From: "Zhijian Li (Fujitsu)" <lizhijian@fujitsu.com>
To: Dan Williams <dan.j.williams@intel.com>,
"x86@kernel.org" <x86@kernel.org>,
"nvdimm@lists.linux.dev" <nvdimm@lists.linux.dev>,
"kexec@lists.infradead.org" <kexec@lists.infradead.org>
Cc: "linux-kernel@vger.kernel.org" <linux-kernel@vger.kernel.org>,
"Yasunori Gotou (Fujitsu)" <y-goto@fujitsu.com>,
"Xiao Yang (Fujitsu)" <yangx.jy@fujitsu.com>,
"Shiyang Ruan (Fujitsu)" <ruansy.fnst@fujitsu.com>
Subject: Re: [RFC PATCH v2 0/3] pmem memmap dump support
Date: Wed, 10 May 2023 10:41:39 +0000 [thread overview]
Message-ID: <0fe0d69e-e33b-cf45-c957-68a8159d29ab@fujitsu.com> (raw)
In-Reply-To: <774fd596-5481-aeff-aace-8785158728ea@fujitsu.com>
Hi Dan
on 5/8/2023 5:45 PM, Zhijian Li (Fujitsu) wrote:
> Dan,
>
>
> On 29/04/2023 02:59, Dan Williams wrote:
>> Li Zhijian wrote:
>>> Hello folks,
>>>
>>> About 2 months ago, we posted our first RFC[3] and received your kindly feedback. Thank you :)
>>> Now, I'm back with the code.
>>>
>>> Currently, this RFC has already implemented to supported case D*. And the case A&B is disabled
>>> deliberately in makedumpfile.

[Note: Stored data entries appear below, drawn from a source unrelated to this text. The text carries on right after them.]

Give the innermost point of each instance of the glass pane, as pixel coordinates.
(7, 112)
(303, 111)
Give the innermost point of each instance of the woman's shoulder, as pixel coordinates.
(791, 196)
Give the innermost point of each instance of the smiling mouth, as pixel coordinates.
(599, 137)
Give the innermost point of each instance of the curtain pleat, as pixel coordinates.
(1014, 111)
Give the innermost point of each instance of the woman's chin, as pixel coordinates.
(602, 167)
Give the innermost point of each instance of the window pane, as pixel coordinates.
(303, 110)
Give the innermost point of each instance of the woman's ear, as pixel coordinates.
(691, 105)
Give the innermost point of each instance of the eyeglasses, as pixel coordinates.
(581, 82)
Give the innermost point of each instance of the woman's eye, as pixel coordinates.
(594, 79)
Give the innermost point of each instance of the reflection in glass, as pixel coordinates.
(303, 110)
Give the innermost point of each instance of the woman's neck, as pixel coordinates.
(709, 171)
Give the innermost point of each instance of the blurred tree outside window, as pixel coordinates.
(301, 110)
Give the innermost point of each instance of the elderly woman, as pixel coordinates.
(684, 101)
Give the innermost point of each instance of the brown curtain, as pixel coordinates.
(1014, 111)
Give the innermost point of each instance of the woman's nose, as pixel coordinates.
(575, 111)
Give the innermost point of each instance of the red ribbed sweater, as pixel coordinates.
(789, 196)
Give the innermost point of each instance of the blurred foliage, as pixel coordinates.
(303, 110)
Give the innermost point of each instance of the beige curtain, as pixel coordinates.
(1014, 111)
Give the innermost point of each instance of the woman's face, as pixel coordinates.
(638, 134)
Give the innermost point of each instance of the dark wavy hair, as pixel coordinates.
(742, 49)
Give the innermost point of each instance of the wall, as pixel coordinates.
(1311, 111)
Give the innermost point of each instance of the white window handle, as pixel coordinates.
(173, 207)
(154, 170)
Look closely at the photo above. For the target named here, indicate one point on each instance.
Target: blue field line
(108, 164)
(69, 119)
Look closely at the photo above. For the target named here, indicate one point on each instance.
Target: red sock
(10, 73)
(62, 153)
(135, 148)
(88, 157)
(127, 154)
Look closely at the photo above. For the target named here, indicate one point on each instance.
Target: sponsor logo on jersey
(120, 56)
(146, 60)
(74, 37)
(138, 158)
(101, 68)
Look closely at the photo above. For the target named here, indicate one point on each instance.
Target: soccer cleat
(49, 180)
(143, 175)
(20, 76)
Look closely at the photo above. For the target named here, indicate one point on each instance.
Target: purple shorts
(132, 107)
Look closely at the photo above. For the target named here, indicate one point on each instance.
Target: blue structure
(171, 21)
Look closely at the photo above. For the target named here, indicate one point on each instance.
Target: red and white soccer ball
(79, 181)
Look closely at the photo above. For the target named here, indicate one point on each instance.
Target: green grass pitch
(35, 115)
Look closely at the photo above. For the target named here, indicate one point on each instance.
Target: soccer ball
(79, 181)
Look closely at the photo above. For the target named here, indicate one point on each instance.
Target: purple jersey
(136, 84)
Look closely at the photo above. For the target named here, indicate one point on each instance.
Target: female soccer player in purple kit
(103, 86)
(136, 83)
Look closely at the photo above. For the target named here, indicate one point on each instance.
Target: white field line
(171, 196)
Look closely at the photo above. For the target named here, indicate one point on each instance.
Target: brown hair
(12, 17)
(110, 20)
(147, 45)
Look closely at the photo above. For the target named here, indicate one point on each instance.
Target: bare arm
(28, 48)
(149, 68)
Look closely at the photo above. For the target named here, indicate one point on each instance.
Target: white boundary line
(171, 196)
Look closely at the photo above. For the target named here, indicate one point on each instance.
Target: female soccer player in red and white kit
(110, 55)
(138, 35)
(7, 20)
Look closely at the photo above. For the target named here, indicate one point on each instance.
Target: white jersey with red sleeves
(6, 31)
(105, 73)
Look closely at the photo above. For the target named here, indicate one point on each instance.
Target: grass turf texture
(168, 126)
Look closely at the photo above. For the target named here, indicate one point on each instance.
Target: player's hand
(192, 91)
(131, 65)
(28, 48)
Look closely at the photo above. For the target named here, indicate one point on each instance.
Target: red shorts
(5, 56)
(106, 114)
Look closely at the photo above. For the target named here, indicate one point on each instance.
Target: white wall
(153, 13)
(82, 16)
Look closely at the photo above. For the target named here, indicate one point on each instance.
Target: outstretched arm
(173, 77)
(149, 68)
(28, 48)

It includes changes in 3 source code as below:
>> I think the reason this patchkit is difficult to follow is that it
>> spends a lot of time describing a chosen solution, but not enough time
>> describing the problem and the tradeoffs.
>>
>> For example why is updating /proc/vmcore with pmem metadata the chosen
>> solution? Why not leave the kernel out of it and have makedumpfile
>> tooling aware of how to parse persistent memory namespace info-blocks
>> and retrieve that dump itself? This is what I proposed here:
>>
>> http://lore.kernel.org/r/641484f7ef780_a52e2940@dwillia2-mobl3.amr.corp.intel.com.notmuch
> Sorry for the late reply. I'm just back from the vacation.
> And sorry again for missing your previous *important* information in V1.
>
> Your proposal also sounds to me with less kernel changes, but more ndctl coupling with makedumpfile tools.
> In my current understanding, it will includes following source changes.
The kernel and makedumpfile has updated. It's still in a early stage, but in order to make sure I'm following your proposal.
i want to share the changes with you early. Alternatively, you are able to refer to my github for the full details.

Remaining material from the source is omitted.